21.09.2020 20:03

Pöbelnde Jugendliche am Birsköpfli Für die Basler Polizei war der Einsatz von Pfefferspray gerechtfertigt

Am Samstagabend kam es am Basler Birsköpfli zu einem grösseren Polizeieinsatz. In der Schilderung eines Lesers war unter anderem die Rede von Polizeigewalt und Rassismus. Die Polizei Basel-Stadt dementiert nun diese Vorwürfe.

von
Lea Lozano

Ein Leserreporter hielt die Auseinandersetzung mit den Polizisten auf einem Video fest.

Video: Leserreporter 

Darum gehts

  • Beim Basler Birsköpfli kam es am Wochenende zu einem Polizeieinsatz. Rund 50 Jugendliche hätten die Polizisten unter anderem tätlich und verbal angegriffen.
  • Ein Leserreporter, der vor Ort war, erzählte 20 Minuten, dass die Polizisten die Teenager brutal behandelt hätten.
  • Nun äussert sich die Polizei zu den Vorwürfen.

Nachdem am Samstagabend ein Polizeieinsatz am Birsköpfli eskalierte, wurde der Polizei Basel-Stadt vermehrt Polizeigewalt und Rassismus vorgeworfen.
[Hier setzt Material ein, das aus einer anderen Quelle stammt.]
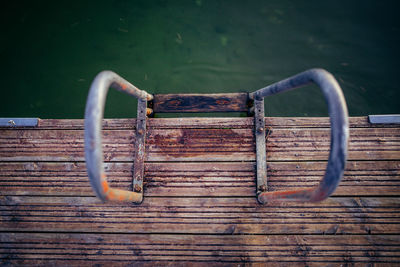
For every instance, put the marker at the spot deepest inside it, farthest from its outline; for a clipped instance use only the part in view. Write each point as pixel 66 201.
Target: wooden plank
pixel 198 145
pixel 197 179
pixel 200 216
pixel 236 102
pixel 193 122
pixel 162 250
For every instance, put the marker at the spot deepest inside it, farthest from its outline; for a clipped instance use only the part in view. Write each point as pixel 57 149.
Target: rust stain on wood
pixel 199 188
pixel 200 103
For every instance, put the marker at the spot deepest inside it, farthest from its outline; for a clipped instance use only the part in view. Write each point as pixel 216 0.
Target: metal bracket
pixel 259 132
pixel 138 166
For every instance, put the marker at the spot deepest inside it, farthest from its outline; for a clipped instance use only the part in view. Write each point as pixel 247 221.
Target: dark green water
pixel 50 52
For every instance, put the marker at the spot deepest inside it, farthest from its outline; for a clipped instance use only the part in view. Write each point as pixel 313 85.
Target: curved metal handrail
pixel 93 141
pixel 339 134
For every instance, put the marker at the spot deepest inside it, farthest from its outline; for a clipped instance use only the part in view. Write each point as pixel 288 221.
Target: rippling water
pixel 52 50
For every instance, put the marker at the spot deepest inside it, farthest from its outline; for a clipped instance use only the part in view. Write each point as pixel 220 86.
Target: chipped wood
pixel 197 210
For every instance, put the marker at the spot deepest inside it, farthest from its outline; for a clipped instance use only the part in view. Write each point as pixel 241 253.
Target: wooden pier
pixel 199 203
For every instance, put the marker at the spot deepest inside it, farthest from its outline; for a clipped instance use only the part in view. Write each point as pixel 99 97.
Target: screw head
pixel 137 188
pixel 262 188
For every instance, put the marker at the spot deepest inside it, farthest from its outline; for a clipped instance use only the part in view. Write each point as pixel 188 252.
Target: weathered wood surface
pixel 236 102
pixel 199 201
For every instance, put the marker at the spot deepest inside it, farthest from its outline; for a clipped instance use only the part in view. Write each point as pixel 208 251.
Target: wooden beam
pixel 237 102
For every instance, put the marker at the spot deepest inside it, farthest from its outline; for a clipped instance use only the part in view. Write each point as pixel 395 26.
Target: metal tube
pixel 339 134
pixel 93 141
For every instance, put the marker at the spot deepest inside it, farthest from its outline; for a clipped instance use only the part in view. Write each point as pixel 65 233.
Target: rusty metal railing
pixel 339 136
pixel 337 155
pixel 93 141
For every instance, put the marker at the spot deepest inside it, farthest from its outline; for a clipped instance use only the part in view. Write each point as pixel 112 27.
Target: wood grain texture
pixel 200 103
pixel 199 201
pixel 222 144
pixel 191 250
pixel 230 179
pixel 200 216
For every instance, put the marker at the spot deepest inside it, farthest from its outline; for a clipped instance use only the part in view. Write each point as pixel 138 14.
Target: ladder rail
pixel 339 134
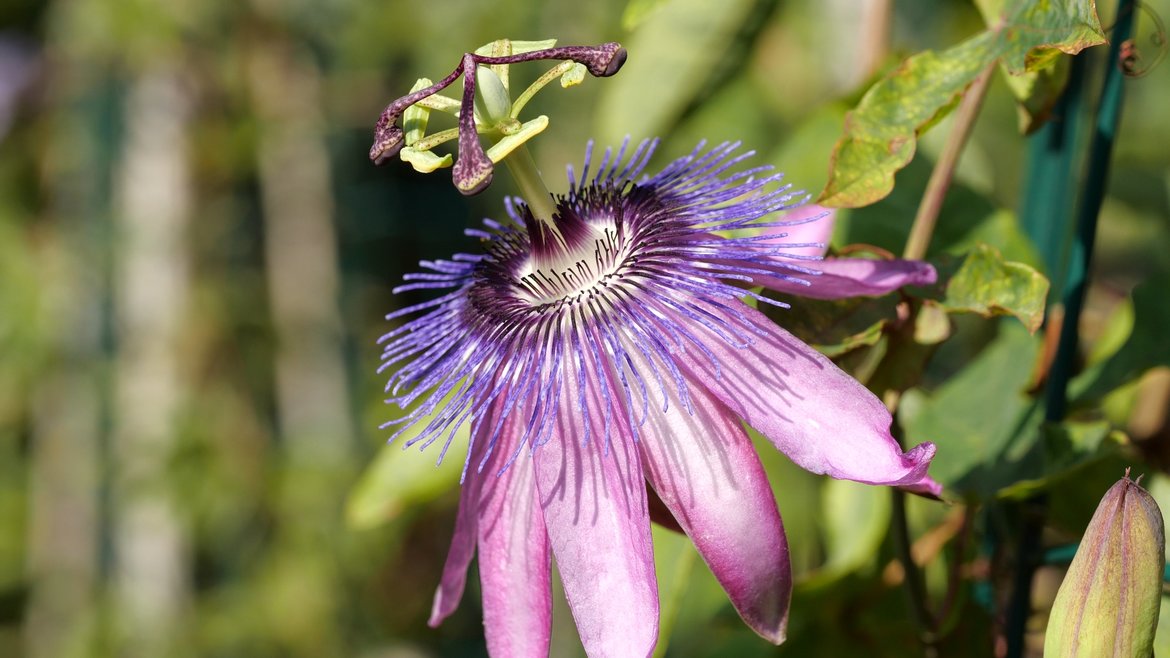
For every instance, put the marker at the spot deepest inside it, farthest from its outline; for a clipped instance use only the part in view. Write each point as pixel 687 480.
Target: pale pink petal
pixel 812 232
pixel 459 555
pixel 503 513
pixel 593 498
pixel 706 471
pixel 809 408
pixel 848 278
pixel 514 555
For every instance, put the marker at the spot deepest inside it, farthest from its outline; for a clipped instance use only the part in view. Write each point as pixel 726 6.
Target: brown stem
pixel 944 169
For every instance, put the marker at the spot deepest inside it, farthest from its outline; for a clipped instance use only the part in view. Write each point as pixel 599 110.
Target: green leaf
pixel 881 134
pixel 672 60
pixel 834 327
pixel 855 520
pixel 638 11
pixel 1066 449
pixel 1146 348
pixel 674 563
pixel 1108 602
pixel 982 418
pixel 988 285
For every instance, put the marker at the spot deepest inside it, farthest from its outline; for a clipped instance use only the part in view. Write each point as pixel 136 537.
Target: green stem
pixel 944 169
pixel 1096 179
pixel 522 168
pixel 915 584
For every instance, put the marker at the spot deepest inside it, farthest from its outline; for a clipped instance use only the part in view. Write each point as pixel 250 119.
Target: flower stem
pixel 927 218
pixel 522 168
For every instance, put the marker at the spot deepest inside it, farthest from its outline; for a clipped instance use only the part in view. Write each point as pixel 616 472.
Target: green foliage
pixel 881 134
pixel 670 62
pixel 834 327
pixel 399 478
pixel 855 522
pixel 1147 345
pixel 985 283
pixel 983 417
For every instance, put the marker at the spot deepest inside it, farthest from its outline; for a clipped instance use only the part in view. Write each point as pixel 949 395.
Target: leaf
pixel 670 63
pixel 1146 348
pixel 881 134
pixel 988 285
pixel 1066 449
pixel 674 563
pixel 982 418
pixel 855 521
pixel 638 11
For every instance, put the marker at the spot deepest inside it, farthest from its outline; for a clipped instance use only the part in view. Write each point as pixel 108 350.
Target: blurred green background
pixel 195 256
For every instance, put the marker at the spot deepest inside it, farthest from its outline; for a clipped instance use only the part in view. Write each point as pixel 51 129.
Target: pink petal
pixel 706 471
pixel 514 552
pixel 459 555
pixel 850 278
pixel 594 507
pixel 809 408
pixel 514 548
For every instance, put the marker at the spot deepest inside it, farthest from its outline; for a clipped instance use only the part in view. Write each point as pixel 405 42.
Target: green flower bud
pixel 1108 603
pixel 493 104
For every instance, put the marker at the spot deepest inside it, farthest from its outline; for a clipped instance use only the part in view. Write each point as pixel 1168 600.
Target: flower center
pixel 569 275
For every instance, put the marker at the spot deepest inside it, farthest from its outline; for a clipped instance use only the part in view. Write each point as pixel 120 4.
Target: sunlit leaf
pixel 982 418
pixel 1146 348
pixel 881 134
pixel 637 11
pixel 988 285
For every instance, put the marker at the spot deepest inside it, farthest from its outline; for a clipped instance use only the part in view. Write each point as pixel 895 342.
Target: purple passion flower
pixel 616 353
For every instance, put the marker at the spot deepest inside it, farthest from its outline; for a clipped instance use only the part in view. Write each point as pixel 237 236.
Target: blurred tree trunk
pixel 67 415
pixel 312 411
pixel 301 254
pixel 153 201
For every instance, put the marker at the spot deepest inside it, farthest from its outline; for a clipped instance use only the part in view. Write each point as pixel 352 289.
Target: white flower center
pixel 573 274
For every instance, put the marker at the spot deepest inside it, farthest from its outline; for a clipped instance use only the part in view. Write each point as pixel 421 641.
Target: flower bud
pixel 1108 603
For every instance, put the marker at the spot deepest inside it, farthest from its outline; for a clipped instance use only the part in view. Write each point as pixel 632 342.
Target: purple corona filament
pixel 607 376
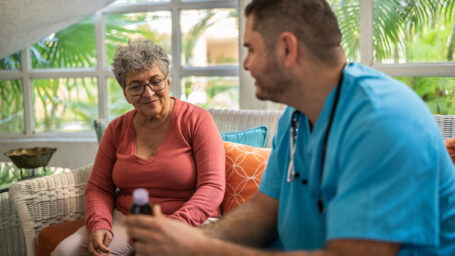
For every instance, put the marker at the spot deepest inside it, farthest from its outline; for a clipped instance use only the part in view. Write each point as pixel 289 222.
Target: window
pixel 413 41
pixel 65 80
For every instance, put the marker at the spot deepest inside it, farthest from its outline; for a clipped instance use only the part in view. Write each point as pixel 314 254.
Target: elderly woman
pixel 170 147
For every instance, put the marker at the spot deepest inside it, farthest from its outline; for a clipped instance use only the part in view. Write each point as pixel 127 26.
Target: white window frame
pixel 102 72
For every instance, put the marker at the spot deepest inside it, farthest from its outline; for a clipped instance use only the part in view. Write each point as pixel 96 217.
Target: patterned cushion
pixel 450 144
pixel 244 168
pixel 255 137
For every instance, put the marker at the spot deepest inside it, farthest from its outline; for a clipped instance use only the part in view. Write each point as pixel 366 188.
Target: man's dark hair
pixel 311 21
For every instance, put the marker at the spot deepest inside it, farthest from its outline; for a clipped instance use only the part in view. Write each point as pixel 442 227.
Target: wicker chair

Ein Leserreporter, der am Samstag Teil der Gruppe war, schildert gegenüber 20 Minuten das teilweise brutale Verhalten der Polizei. Unter anderem seien die jungen Menschen mit Pfefferspray besprüht worden. Am Montag erklärte ein Mediensprecher der Polizei Basel-Stadt, warum es zum Einsatz des Reizstoffs kam.

Die Polizisten holten einzelne Teenager aus der Gruppe

Der Leserreporter hatte die Situation folgendermassen beschrieben: «Es waren am Anfang etwa 30 Leute, welche zu Musik feierten. Nach einiger Zeit kamen 7 Polizisten auf uns zu und zogen einen Jungen raus. Er wehrte sich verbal und wurde daraufhin festgenommen. Die Leute haben nicht verstanden, weshalb der Junge festgenommen wurde, und sind deshalb mit dem Verhafteten mitgelaufen, um sich zu informieren», beschreibt er.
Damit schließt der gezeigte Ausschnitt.